In March 1999, shortly after Romney left Bain to take over the troubled Winter Olympics in Salt Lake City, Brookside Capital Investors Inc., a Bain-related entity wholly owned by Romney, filed a report with the Securities and Exchange Commission that listed dozens of companies in which Brookside held a stake the previous quarter. The roster included investments in Singapore-based Flextronics International ($13 million) and Florida-headquartered Jabil Circuit Inc. ($41 million), two companies that were leaders in the fast-growing field of outsourcing electronics manufacturing and offshoring production to low-wage countries. Together, these two investments represented almost 10 percent of Brookside's $559 million portfolio.
[And of course we know Willard didn't REALLY leave Bain.]
With the outsourcing debate still raging in the 2012 race—the Obama crew has not let up on its Bain attacks, and Romney's camp has (falsely) accused Obama of wasting stimulus money on green-tech firms that used the funds overseas—Romney's past investments have become a potential political liability. On the campaign trail, Romney has denounced China for poaching US jobs, and he has cried foul when Obama blasted him for having once been an outsourcing profiteer.
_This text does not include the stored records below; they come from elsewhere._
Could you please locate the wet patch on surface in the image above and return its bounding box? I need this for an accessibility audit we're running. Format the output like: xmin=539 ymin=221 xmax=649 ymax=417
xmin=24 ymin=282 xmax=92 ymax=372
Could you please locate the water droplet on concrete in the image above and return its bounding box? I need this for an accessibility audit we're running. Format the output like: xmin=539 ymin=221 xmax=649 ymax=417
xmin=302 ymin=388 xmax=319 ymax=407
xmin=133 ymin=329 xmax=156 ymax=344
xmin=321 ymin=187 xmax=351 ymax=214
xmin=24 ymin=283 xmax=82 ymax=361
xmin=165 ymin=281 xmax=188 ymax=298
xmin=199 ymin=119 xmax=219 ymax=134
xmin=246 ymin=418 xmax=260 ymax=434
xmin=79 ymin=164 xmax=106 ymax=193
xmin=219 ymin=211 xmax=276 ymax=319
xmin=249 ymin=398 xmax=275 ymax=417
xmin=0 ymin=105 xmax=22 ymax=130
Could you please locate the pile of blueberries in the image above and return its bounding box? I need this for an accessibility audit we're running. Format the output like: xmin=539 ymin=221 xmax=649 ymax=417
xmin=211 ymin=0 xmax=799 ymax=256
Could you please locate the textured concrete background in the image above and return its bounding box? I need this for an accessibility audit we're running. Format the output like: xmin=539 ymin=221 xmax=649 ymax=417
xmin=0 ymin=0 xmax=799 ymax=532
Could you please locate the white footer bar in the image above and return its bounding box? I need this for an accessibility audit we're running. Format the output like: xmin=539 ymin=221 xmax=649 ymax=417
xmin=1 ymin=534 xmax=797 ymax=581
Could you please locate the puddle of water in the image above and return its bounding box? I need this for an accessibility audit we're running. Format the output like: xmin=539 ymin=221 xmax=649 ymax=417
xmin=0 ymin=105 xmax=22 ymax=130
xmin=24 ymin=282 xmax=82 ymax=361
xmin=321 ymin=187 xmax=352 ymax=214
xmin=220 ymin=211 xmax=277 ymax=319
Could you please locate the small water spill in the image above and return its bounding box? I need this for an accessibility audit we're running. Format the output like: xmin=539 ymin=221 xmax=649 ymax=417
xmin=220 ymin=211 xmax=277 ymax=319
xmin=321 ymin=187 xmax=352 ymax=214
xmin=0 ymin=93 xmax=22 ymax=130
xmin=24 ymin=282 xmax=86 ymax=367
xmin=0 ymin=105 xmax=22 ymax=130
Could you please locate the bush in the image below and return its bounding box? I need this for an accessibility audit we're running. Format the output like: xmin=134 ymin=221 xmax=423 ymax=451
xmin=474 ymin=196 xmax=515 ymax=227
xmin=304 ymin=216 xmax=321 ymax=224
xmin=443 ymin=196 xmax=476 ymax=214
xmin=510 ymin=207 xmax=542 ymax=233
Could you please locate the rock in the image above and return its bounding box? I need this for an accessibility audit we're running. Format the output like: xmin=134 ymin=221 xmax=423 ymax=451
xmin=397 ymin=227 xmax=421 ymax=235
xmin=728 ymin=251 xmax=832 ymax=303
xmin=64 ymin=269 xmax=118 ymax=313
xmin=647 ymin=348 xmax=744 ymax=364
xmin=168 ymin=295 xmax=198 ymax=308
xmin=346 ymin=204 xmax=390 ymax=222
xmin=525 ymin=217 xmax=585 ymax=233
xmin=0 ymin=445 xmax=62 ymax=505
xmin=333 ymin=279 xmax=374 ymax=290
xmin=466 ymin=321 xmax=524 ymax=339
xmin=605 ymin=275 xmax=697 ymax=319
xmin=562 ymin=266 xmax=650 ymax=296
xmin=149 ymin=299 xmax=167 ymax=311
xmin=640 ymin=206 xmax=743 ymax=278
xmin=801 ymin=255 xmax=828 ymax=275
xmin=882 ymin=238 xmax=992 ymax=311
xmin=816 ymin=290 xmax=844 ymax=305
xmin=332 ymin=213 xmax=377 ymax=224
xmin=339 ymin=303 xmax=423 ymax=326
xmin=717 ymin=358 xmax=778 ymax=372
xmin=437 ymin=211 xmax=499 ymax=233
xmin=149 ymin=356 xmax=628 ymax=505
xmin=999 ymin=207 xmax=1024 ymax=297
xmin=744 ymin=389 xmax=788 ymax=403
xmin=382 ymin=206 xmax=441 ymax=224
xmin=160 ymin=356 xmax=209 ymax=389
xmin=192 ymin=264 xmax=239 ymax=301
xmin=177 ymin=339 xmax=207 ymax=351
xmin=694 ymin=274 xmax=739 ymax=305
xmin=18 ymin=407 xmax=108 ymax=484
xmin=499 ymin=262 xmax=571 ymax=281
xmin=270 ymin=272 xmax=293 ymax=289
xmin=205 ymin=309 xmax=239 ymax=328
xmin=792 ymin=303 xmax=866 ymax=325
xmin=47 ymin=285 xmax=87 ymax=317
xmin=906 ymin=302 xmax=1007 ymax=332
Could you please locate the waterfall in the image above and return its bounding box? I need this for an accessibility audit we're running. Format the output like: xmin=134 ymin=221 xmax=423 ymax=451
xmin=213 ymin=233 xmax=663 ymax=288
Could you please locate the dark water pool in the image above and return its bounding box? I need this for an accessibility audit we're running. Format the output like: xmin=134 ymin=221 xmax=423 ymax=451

Yet when he was in charge of a half-billion-dollar investment fund, it acquired hefty positions in US and foreign firms that profited from US companies shipping manufacturing (and jobs) to China, Mexico, and elsewhere. [My emphasis.]
Man. Is there any way Willard HASN'T been terrible for working people? Guys like Willard see these people as disposable. The hired help. People you basically wipe your feet on. Not the "right" kind of people--like him.
Oh, and before I forget--
WHERE ARE YOUR TAX RETURNS, WILLARD? WHY ARE YOU HIDING THEM FROM US? WHAT DON'T YOU WANT US TO SEE?